Waktu yang dimiliki pemerintah untuk membawa Indonesia terhindar dari resesi ekonomi hanya satu bulan ini. Jika pertumbuhan ekonomi kuartal III (Juli-September) negatif, maka Indonesia secara teknis masuk ke dalam zona resesi karena ekonomi tumbuh negatif dalam dua kuartal berturut-turut. Pada kuartal II 2020, ekonomi Indonesia terkontraksi 5,32 persen.
Agar bisa lolos dari jeratan resesi, di kuartal III ini perekonomian Indonesia minimal harus tumbuh di atas 5 persen. Namun sepanjang Juli-Agustus belum terlihat belanja pemerintah maupun rumah tangga yang masif yang bisa menggerakkan ekonomi. Kemungkinan yang bisa mendongkrak konsumsi adalah bantuan tunai dari pemerintah ke karyawan, dana pulsa, maupun pencairan dana kartu prakerja.
Terutama belanja dari kelompok menengah ke atas, yang menurut Menkeu Sri Mulyani dalam rapat di DPR kemarin terlihat masih mengerem pengeluarannya. Padahal, menurut Menkeu, porsi belanja dari kelompok ini berpengaruh besar pada naik turunnya angka konsumsi rumah tangga nasional.
Kemarin pemerintah menggelar rapat secara virtual dengan para gubernur dari Istana Kepresidenan Bogor, Jawa Barat, membahas situasi ini. Presiden Joko Widodo meminta para kepala daerah untuk bekerja lebih keras memulihkan kondisi perekonomian pada September ini.
“Kita masih punya kesempatan di bulan September ini. Kalau kita masih berada pada posisi minus artinya kita masuk ke resesi,” kata Jokowi dalam pengarahannya.
Untuk mendorong pertumbuhan ekonomi, Presiden meminta agar belanja daerah, baik belanja barang, belanja modal, maupun penyaluran bantuan sosial dipercepat. Tujuannya untuk meningkatkan konsumsi masyarakat dan memulihkan kondisi ekonomi di daerah.
Berdasarkan data per 27 Agustus 2020, rata-rata realisasi belanja untuk APBD provinsi baru sebesar 44,74 persen dan belanja kabupaten/kota sebesar 48,8 persen. Jokowi meminta setiap kepala daerah agar melihat kembali realisasi penyerapan anggaran di daerahnya.
“Hati-hati mengenai ini. Ini angkanya saya kira bisa kita lihat belanja untuk barang dan jasa realisasinya sudah berapa, untuk belanja modal berapa, untuk belanja bansos berapa,” tambah Jokowi.
Ia mencontohkan, penyerapan anggaran untuk belanja barang dan jasa di DKI Jakarta sudah tinggi, yakni mencapai 78 persen. Begitu juga dengan belanja modal yang sudah mencapai 92 persen. Jokowi pun mengaku akan terus mengawasi realisasi penyerapan APBD di tiap-tiap daerah.

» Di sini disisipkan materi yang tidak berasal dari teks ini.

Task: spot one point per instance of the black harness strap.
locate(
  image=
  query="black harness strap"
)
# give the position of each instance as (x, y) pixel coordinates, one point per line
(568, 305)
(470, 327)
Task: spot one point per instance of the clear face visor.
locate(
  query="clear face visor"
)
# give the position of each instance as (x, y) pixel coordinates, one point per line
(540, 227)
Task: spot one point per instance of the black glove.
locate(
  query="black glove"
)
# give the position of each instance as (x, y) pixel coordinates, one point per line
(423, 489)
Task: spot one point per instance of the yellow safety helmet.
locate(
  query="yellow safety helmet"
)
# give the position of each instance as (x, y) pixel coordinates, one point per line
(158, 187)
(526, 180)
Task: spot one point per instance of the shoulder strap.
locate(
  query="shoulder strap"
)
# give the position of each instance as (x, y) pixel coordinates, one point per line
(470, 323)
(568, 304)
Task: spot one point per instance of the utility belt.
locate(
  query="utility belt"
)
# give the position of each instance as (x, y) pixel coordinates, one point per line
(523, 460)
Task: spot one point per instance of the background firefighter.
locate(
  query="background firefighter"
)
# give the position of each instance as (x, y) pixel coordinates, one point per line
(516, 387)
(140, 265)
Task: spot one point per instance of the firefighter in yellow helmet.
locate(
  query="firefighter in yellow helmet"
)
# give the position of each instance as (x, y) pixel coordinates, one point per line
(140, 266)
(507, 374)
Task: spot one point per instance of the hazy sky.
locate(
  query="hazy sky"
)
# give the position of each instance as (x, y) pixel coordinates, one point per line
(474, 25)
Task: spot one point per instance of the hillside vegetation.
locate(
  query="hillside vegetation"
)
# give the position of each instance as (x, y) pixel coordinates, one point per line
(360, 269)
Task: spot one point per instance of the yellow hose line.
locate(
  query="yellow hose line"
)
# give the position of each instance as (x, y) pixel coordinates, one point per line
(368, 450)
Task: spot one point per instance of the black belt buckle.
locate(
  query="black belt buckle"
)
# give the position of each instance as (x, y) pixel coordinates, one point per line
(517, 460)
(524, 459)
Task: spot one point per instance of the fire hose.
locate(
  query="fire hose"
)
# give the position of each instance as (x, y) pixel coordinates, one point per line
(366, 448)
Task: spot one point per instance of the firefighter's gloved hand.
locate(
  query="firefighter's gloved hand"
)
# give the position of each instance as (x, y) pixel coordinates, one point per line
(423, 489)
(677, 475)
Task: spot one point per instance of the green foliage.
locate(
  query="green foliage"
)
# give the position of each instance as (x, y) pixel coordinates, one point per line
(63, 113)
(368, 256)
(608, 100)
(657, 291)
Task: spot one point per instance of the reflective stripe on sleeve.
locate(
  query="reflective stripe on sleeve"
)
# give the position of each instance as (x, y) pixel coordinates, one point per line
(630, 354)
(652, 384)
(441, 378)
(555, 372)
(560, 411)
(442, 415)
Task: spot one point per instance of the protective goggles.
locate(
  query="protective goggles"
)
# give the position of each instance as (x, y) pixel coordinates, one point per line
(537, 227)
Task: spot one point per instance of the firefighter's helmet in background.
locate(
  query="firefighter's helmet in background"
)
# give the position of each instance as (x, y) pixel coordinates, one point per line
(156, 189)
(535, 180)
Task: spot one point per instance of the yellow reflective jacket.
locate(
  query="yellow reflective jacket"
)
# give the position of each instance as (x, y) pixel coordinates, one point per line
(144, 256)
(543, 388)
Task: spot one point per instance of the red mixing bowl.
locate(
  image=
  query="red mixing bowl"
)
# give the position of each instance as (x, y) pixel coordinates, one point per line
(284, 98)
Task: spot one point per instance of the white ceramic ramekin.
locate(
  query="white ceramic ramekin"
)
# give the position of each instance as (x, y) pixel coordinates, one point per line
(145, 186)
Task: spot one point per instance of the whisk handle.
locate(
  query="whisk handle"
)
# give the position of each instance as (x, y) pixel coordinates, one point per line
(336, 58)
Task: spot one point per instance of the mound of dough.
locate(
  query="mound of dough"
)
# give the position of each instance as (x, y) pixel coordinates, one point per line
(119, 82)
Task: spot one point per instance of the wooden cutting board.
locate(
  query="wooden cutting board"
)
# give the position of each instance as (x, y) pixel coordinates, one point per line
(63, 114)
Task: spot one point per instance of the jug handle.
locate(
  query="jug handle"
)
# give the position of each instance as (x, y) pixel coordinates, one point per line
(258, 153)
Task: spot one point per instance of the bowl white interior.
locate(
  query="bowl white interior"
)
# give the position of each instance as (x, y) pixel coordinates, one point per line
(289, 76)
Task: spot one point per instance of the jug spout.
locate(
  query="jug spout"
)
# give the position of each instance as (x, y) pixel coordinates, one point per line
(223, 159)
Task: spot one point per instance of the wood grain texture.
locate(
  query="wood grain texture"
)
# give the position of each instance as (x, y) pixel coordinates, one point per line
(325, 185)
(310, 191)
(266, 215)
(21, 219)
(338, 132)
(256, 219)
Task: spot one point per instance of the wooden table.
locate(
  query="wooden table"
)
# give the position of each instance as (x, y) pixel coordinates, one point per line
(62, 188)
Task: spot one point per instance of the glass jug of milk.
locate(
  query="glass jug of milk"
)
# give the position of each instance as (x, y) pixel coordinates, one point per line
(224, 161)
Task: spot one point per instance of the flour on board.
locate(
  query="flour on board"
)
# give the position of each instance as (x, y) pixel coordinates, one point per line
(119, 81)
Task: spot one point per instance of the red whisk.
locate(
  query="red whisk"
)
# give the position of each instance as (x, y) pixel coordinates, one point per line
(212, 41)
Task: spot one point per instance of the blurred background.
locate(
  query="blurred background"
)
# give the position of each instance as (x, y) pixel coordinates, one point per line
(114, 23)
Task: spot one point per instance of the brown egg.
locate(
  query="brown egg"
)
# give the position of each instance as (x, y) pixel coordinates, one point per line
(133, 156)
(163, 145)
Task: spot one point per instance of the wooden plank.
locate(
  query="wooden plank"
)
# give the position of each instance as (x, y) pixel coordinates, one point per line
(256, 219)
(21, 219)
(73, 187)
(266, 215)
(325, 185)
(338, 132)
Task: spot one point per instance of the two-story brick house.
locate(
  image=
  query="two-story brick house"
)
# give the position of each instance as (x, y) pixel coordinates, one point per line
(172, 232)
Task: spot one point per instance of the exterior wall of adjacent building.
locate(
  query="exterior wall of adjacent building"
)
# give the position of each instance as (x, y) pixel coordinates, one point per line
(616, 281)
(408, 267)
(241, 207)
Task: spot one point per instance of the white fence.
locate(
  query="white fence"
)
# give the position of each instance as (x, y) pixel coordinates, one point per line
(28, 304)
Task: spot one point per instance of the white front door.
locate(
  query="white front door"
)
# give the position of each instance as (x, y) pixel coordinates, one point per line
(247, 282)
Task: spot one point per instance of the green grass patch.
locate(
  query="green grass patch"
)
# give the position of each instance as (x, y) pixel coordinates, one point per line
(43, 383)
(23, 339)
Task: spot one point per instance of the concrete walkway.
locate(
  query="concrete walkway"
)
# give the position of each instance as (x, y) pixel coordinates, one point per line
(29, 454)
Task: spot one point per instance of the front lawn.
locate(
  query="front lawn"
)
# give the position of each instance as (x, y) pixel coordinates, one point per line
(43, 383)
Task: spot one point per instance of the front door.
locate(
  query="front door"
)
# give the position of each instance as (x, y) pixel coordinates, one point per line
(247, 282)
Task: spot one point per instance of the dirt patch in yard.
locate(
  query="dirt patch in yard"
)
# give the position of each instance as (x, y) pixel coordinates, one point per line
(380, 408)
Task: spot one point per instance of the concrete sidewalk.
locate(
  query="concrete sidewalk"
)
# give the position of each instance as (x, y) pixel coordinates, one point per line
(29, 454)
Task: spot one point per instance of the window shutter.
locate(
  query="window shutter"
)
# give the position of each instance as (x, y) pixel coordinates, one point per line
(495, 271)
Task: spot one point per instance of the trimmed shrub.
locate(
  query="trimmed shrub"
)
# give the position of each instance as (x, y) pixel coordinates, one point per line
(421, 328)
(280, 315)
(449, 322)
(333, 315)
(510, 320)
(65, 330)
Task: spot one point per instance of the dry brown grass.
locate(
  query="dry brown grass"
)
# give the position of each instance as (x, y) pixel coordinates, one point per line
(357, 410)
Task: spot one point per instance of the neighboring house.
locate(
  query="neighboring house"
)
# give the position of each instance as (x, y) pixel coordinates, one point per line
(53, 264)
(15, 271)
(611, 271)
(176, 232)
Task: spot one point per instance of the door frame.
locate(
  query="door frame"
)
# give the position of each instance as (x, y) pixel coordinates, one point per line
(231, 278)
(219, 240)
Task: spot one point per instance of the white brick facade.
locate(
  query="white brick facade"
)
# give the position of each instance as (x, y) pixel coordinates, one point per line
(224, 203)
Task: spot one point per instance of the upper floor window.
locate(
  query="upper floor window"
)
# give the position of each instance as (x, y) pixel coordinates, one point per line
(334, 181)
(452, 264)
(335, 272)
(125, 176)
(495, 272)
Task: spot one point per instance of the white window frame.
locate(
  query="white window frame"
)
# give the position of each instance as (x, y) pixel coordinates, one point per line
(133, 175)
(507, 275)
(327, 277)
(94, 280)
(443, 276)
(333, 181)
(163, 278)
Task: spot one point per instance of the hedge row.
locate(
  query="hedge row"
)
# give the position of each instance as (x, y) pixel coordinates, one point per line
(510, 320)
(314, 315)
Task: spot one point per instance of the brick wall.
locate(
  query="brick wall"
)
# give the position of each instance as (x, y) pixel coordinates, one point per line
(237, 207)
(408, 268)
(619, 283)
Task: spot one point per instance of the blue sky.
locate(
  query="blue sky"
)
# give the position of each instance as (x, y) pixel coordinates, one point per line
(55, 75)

“Saya kira yang lain-lain tolong terutama yang berada di angka-angka masih 15, masih 10 apalagi yang bansos masih 0 betul-betul dilihat angka-angka ini,” kata dia.
Jokowi dalam kesempatan tersebut sempat menyinggung angka pertumbuhan ekonomi di berbagai daerah. Ia mengatakan, pertumbuhan ekonomi tertinggi saat ini ada di Papua yang sebesar 4,52 persen dan Papua Barat 0,53 persen. Sedangkan tiga provinsi yang pertumbuhan ekonominya mengalami minus cukup besar, yakni Bali yang tumbuh negatif 10,98 persen, DKI Jakarta minus 8,22 persen, dan DIY minus 6,74 persen.
“Ini karena memang turis wisata itu betul-betul sangat mendominasi ekonomi di Bali sehingga kelihatan sekali pertumbuhan ekonomi di Bali berkontraksi begitu sangat tajam,” kata Jokowi.
Daya beli lemah
Pemerintah belakangan ini gencar mengeluarkan stimulus untuk meningkatkan konsumsi dan daya beli masyarakat. Konsumsi terus digenjot karena memiliki porsi lebih dari 50 persen terhadap struktur produk domestik bruto (PDB) dari sisi pengeluaran.
Namun, berdasarkan data Badan Pusat Statistik (BPS), pelemahan daya beli masyarakat masih terjadi. Ini tecermin dari indeks harga konsumen (IHK) yang mengalami deflasi sebesar 0,05 persen.
Kepala BPS Suhariyanto mengatakan, tren pelemahan daya beli masyarakat sedang terjadi setelah terjadinya deflasi selama dua bulan berturut-turut. Pada Juli 2020, Indonesia juga mengalami deflasi sebesar 0,10 persen.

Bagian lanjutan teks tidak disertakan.